I know Pirandello is supposed to be a classic Italian writer. But I found his stories elliptical, wildly varying in tone and sometimes hard to understand. A subtle misogyny runs through many of them, with male characters expounding on the flaws of the distaff gender in general and their women in particular.
Above all, you get the sense of how abruptly life can throw you off the rails: one character wakes disoriented, with clothes he’s certain aren’t his, until he’s ushered into a wealthy mansion—only to find the same house dusty, dirty and abandoned the next morning; a young boy gets into a dirt fight with another boy, the altercation elevating to a shockingly horrific fatal ending; a man remembers a meeting with the lovely, young Anna Wheil and speaks to her youthful self even as he learns that she died shortly before their final meeting; a town’s inhabitants aren’t certain whether a prominent man or his mother-in-law is the crazy one; etc.

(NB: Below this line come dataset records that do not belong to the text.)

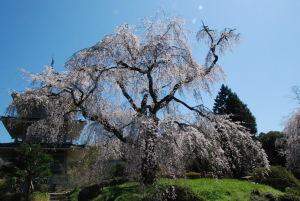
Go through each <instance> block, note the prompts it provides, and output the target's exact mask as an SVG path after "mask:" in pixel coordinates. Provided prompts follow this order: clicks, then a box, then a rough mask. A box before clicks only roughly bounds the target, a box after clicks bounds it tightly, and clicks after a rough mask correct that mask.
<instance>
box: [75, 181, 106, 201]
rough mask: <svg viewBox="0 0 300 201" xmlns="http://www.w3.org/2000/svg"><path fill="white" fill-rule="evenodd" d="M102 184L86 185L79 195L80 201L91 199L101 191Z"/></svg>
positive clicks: (78, 200)
mask: <svg viewBox="0 0 300 201" xmlns="http://www.w3.org/2000/svg"><path fill="white" fill-rule="evenodd" d="M101 189H102V185H100V184H94V185H91V186H87V187H84V188H83V189H82V190H81V191H80V192H79V195H78V201H89V200H91V199H92V198H94V197H97V195H98V194H99V193H100V192H101Z"/></svg>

In the prologue, it is stated that Pirandello’s characters often talk as if they’re in a trance and there’s certainly a lot of verbosity in many of the stories. Some characters ramble on in a way that hints of deep self-absorption even as they demand that their audience listen to them.
Whether funny, maudlin or tragic, Pirandello’s tales are tricky ciphers and not necessarily easy reading.